Natural selection hasn't been good to cave people, with the Crood family - father Grug (voice of Nicolas Cage), mother Ugga (voice of Catherine Keener), teenage daughter Eep (voice of Emma Stone), son Thunk (voice of Clark Duke), baby Sandy, and Ugga's mother Gran (voice of Cloris Leachman) - still hanging in there because Grug has them retreat to safety at the first sign of danger, much to Eep's chagrin. That changes when she sneaks out one night and meets a cute home sapiens sapiens, Guy (voice of Ryan Reynolds) who brings both fire and warning that the world is about to end.

Not our world, precisely - early shots show an Earth with Pangaea splitting into the familiar continents, but there wouldn't have been humans around then, so figure it's a wholly imaginary storybook world - one with a thoroughly amazing variety of flora and fauna, half impossible, mostly carnivorous, but all colorful and not just pretty but an ideal fit for the movie's world. They've got the exaggerated features of cartoons but also enough weight and balance to feel like genuine dangers when they need to. Take the sabertoothed tiger that follows and menaces them; his big head makes him adorable, but you wouldn't want to be between him and his dinner. The landscape itself is just as wild, and there are very few moments when there's not something on-screen worth gawking at a little.

Full review on eFilmCritic.

4 comments:

Dan O. said...

Good review Jason. If you're a teen, then the movie will probably be a mixed bag for you, but I would recommend seeing it just once to be your own judge on the movie.
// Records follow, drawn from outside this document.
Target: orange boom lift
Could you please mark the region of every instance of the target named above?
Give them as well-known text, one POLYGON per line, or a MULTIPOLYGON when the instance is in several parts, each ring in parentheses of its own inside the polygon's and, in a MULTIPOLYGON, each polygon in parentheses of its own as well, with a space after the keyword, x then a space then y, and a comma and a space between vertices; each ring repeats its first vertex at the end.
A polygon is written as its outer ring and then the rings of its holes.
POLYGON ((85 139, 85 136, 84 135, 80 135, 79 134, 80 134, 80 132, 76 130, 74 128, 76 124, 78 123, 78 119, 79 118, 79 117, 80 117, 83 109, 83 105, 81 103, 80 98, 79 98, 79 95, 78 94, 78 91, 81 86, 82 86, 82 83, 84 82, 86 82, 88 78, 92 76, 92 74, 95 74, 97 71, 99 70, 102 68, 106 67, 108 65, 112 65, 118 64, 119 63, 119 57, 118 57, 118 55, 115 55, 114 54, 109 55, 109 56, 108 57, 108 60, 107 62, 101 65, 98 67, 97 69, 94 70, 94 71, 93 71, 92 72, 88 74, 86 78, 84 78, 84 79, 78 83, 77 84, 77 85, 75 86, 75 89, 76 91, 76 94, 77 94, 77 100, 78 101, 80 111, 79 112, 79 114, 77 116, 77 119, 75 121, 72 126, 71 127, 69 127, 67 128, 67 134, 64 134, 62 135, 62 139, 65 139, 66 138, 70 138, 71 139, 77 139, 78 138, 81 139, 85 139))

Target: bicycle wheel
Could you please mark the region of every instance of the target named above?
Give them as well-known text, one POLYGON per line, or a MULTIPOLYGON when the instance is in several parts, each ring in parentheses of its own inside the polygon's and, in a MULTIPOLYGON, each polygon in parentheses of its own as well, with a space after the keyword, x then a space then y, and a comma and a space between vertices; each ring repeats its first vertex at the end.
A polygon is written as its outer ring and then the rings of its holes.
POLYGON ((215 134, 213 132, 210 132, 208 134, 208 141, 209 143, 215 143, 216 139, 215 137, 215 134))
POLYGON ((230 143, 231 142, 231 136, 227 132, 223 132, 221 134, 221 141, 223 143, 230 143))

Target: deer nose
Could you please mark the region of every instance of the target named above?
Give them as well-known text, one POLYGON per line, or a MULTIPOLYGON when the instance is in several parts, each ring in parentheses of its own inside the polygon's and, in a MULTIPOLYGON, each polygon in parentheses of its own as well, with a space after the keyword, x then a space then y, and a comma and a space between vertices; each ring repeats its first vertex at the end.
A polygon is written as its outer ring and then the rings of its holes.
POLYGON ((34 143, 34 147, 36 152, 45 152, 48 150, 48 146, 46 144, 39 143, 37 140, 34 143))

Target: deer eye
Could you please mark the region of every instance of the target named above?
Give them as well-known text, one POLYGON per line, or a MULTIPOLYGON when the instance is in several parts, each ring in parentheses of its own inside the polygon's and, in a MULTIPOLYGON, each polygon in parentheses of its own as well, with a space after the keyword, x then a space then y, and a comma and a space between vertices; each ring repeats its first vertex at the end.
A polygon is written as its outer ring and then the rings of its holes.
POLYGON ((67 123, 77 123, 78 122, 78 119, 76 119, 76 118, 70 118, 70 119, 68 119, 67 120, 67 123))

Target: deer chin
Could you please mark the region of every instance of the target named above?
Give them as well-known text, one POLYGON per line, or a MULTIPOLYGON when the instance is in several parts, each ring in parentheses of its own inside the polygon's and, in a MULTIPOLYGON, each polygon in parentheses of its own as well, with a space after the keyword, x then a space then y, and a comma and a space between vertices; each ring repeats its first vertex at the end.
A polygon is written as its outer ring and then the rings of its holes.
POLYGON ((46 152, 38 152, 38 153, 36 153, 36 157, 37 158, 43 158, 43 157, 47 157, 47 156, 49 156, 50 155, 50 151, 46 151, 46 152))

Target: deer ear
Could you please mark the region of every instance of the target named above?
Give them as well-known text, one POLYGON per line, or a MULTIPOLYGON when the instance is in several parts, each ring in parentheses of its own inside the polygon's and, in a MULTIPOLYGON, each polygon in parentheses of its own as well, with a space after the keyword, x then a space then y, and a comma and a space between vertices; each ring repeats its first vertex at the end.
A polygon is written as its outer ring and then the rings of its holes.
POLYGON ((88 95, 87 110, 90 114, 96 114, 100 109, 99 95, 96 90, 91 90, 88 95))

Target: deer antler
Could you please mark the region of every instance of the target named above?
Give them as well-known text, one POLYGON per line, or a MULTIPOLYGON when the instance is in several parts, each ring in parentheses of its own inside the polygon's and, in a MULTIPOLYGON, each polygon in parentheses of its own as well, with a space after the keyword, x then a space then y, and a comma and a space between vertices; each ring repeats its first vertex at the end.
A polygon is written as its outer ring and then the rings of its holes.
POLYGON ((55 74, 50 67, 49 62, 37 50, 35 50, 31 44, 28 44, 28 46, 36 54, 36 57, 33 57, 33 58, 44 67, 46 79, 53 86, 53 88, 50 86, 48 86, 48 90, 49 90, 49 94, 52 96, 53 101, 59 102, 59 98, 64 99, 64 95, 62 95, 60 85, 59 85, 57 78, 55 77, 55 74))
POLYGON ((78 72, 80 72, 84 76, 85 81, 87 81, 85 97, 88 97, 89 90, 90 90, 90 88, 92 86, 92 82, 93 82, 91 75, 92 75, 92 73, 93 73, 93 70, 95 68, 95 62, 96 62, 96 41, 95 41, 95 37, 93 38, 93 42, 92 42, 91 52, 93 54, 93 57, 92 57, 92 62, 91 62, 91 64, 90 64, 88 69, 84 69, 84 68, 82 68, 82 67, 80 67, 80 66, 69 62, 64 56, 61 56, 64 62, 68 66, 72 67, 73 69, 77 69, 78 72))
Can’t hurt to just watch.

Anonymous said...

If it's a truly fine film, it should to appeal to adults - childless or not. Period.

That's not to say that there aren't folks who like bad or mediocre films - believe it or not, there WERE fans of Pauly Shore who paid good money to INTENTIONALLY see one of his...uh..."films".

If you think a movie is crud, you shouldn't apologize, nor, just take the easy road and say, "it may appeal to kids". Kids also like some of the most inedible food-stuffs known to man!

Uicheap said...

It's worth watching! I am going to take my sis to watch it, cause she kept asking me where are the human being from.

crazy movie said...

Dreamworks has a lot banking on The Croods. Let's hope it lives up to the hype.